CIVITANOVESE. "Come società possiamo fare la B, ma serve lo stadio"
Dopo la promozione in Serie D, il presidente Mauro Profili guarda al futuro

CIVITANOVA MARCHE. La Civitanovese batte la Jesina 1-0 (gol di Spagna) e vola in Serie D. A fine partita esplode la festa degli oltre 4.000 tifosi rossoblu presenti al Polisportivo. Il presidente della Civitanovese Mauro Profili è il ritratto della felicità: "Abbiamo una struttura societaria programmata per fare la Serie B ma ci mancano tante cose, non ci sono le strutture. In queste condizioni ci possiamo permettere solo la Serie D, non faremo un passo in più fino a che non avremo rifatto tutto lo stadio".

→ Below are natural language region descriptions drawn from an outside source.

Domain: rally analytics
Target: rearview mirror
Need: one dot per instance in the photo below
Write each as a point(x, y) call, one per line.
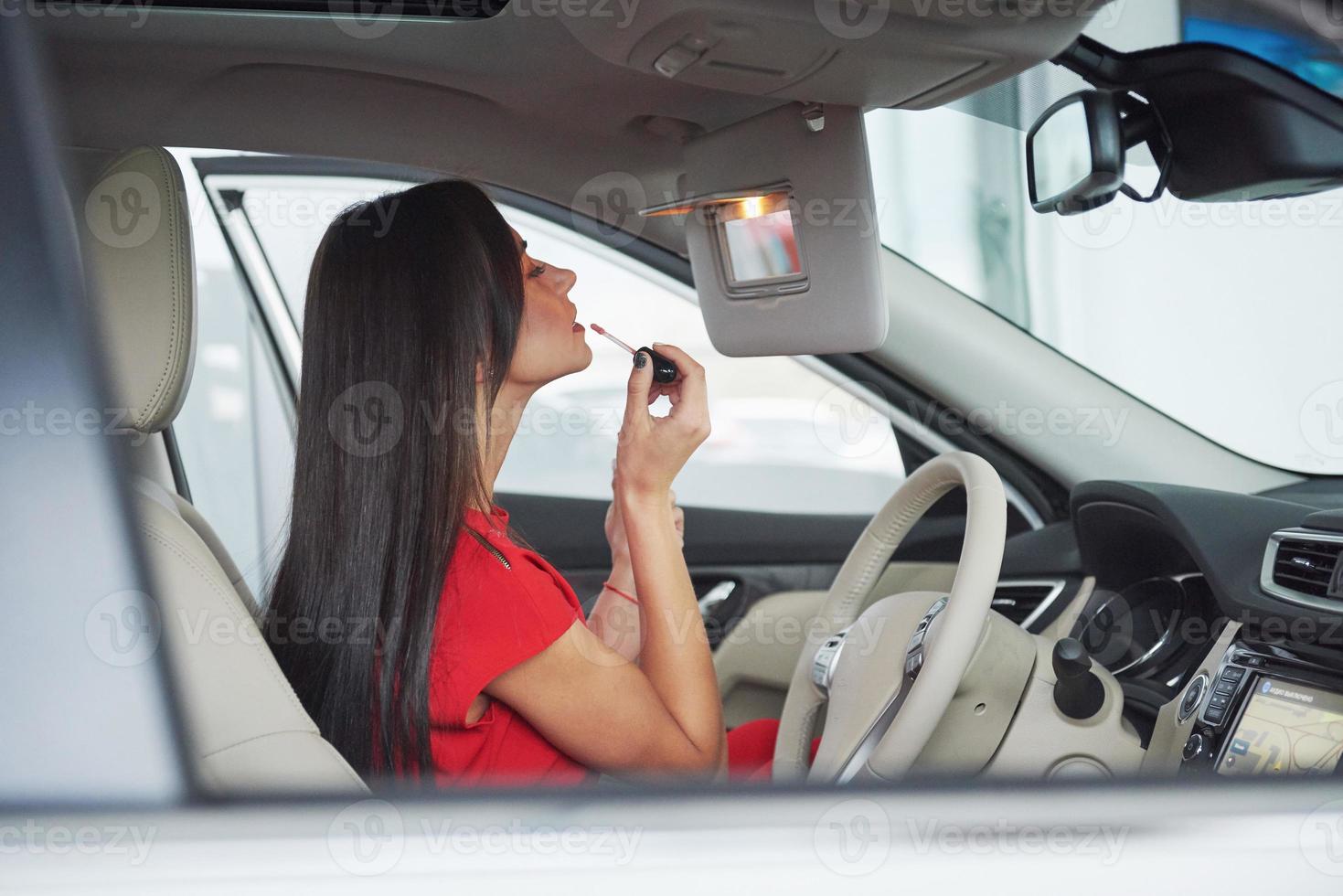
point(1074, 154)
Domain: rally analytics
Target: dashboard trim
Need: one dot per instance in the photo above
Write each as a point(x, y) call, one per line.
point(1056, 590)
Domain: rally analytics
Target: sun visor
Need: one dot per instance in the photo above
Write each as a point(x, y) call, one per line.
point(782, 232)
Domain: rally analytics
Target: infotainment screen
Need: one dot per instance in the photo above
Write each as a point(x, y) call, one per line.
point(1285, 730)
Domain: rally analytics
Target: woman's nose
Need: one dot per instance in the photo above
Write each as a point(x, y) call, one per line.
point(567, 278)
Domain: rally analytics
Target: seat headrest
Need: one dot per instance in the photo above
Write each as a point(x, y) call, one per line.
point(136, 234)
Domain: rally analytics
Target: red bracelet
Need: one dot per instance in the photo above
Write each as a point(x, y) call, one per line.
point(627, 597)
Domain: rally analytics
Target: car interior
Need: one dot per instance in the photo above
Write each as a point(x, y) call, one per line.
point(944, 534)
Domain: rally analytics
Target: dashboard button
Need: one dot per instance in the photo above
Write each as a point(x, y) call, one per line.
point(1193, 695)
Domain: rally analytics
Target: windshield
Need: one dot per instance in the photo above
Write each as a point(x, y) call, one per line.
point(1225, 316)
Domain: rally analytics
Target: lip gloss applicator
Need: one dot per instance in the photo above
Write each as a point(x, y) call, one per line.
point(664, 371)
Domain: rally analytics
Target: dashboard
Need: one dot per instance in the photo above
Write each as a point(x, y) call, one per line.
point(1225, 610)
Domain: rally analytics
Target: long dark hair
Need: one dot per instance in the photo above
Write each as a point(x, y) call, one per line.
point(409, 293)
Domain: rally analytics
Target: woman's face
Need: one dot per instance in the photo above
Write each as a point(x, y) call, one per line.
point(551, 343)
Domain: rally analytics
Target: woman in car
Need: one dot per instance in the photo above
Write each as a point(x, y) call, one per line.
point(418, 633)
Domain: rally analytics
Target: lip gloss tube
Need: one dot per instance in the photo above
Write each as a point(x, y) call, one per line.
point(664, 371)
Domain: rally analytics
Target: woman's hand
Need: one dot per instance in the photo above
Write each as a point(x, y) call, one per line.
point(653, 449)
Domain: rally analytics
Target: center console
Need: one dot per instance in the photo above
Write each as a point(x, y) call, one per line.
point(1267, 709)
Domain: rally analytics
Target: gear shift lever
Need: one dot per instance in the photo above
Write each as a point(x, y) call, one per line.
point(1079, 692)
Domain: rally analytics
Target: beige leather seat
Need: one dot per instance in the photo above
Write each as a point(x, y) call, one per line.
point(249, 732)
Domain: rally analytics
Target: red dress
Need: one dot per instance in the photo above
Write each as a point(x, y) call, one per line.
point(490, 618)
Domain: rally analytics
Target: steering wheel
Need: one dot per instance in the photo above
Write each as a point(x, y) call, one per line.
point(885, 677)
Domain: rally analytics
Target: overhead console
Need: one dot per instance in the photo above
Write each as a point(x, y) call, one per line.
point(912, 54)
point(782, 232)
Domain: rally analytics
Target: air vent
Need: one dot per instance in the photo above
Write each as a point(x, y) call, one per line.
point(1303, 566)
point(1307, 566)
point(1024, 602)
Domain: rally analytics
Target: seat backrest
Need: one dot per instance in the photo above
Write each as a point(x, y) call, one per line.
point(248, 731)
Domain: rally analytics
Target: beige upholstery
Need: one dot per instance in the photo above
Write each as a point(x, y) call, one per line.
point(137, 245)
point(249, 732)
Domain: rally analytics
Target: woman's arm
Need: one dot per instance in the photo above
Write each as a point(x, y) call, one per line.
point(664, 715)
point(614, 618)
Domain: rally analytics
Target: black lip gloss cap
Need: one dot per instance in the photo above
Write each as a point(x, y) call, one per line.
point(664, 371)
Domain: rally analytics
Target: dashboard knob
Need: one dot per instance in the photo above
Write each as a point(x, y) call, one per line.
point(1079, 692)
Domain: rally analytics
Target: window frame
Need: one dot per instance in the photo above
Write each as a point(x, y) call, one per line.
point(915, 438)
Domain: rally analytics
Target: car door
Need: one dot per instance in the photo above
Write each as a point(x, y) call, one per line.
point(801, 453)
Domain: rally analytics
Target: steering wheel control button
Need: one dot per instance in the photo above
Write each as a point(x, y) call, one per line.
point(824, 664)
point(1193, 696)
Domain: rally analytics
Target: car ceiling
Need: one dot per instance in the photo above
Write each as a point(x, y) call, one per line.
point(541, 103)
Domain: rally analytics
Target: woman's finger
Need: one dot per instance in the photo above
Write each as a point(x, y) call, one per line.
point(641, 380)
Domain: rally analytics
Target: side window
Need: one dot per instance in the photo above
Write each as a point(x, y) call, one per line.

Profili spiega: "A breve vi faremo conoscere i nostri programmi. Siamo partiti dalla Prima categoria, oggi ci troviamo a festeggiare la promozione in Serie D, è una cosa bellissima. La sorpresa più bella è stato vedere tutta questa gente allo stadio, con quattromila persone allo stadio non siamo inferiori a nessuno. Abbiamo mantenuto le promesse. Abbiamo sorpassato Macerata, siamo l’unica società di Serie D della provincia".
L’allenatore Sante Afonsi: "I complimenti vanno fatti a chi ha allestito la squadra, ringraziamo anche Giorgio Crocetti che era il direttore sportivo. Poi è venuto il direttore Claudio Cicchi, anche lui merita un monumento. C’era già una società forte, io mi sono trovato a lavorare con uno staff fantastico, vale a dire Roberto Cottone, Andrea Macellari, Roberto Pierdomenico, c’è stato feeling dal primo giorno. L’allenatore bravo lo fanno i giocatori, c’era un gran gruppo di ragazzi, si sono impegnati fra mille difficoltà abbiamo coronato un sogno. Forse non ci rendiamo ancora conto di cosa abbiamo fatto".